21 de abril de 2007

Mondo Cane


Confesso que esperava mais cenas sangrentas e aterradoras. Mondo Cane é uma obra mais bem elabora e não apela para a gratuidade como Faces of Death, Traces of Death e cia. Este documentário, que trata de hábitos bizarros ao redor do mundo, é uma obra extremamente bem realizada, apesar de envelhecida quando vista no século XXI. Mesmo assim, o acabamento estético europeu está lá. Música irretocável, fotografia primorosa, além de um senso de humor inconfundível. Realmente um documentário forte e germinal e não uma filmagem barata do Notícias Populares (com todo o respeito, ao saudoso jornal paulistano).

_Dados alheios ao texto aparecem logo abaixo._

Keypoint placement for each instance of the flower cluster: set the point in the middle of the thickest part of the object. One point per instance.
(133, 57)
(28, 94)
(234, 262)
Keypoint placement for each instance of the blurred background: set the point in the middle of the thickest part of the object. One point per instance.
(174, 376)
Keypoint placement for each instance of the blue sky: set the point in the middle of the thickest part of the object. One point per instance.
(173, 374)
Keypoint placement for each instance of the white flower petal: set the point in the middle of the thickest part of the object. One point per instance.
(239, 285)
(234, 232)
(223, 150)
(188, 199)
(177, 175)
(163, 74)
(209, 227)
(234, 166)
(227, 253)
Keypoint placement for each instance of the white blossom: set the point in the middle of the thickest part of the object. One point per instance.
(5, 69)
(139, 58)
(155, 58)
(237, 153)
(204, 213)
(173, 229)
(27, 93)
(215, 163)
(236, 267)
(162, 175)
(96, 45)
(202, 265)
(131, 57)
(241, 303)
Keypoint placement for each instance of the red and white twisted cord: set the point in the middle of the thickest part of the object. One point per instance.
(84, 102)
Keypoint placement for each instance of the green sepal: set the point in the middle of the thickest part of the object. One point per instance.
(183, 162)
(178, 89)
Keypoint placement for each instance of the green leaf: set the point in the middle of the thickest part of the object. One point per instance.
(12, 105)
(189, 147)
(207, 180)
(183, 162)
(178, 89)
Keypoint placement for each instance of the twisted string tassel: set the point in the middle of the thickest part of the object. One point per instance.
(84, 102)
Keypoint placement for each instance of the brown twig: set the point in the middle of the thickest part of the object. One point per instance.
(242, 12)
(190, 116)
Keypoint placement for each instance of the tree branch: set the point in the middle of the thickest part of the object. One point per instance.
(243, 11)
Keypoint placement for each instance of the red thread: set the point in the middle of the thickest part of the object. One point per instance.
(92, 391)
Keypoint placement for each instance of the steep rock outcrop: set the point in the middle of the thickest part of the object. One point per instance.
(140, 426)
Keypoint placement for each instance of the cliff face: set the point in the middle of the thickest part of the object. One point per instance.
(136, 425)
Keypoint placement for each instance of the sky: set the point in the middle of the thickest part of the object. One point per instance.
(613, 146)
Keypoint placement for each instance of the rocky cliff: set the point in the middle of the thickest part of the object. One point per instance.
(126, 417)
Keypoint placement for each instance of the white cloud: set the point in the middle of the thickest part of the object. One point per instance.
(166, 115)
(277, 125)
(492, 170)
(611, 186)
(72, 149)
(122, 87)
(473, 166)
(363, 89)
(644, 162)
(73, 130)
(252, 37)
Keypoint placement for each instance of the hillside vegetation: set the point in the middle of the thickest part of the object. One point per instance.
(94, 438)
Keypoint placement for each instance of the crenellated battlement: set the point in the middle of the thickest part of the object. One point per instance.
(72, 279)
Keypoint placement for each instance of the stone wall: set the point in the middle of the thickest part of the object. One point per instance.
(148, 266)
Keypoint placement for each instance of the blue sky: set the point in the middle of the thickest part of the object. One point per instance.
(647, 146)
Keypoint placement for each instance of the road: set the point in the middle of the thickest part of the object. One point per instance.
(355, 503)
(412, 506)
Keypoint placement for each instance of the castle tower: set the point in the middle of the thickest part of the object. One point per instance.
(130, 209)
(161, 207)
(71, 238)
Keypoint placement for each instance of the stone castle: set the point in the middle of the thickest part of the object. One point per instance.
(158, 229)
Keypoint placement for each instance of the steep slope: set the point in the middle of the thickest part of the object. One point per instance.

Realizado em 1962, este documentário, dirigido por Gualtiero Jacopetti, Paolo Cavara e Franco Prosperi, deu início a onda dos documentários de exploração. Um gênero que foi chamado de Cane, tal o sucesso de Mondo Cane - obrigatório nos drive-ins da década de 1960. Narrado em italiano com uma ironia que muitas vezes resvala no grosseiro, o filme tem início no funeral do galã Rodolfo Valentino em sua cidade natal na Itália. Os conterrâneos dele querendo tirar uma casquinha da fama do ator... Depois passamos para um outro galã qualquer sendo atacado por um grupo de fãs em Nova Iorque e, logo depois, as nativas da Nova Guiné mostrando que não são muito diferentes das amigas norte-americanas. E o joguinho antropológico em que os ocidentais têm seus hábitos comparados aos de habitantes de lugares mais inóspitos pode soar meio sem vergonha hoje em dia, mas na época era novidade e funcionava.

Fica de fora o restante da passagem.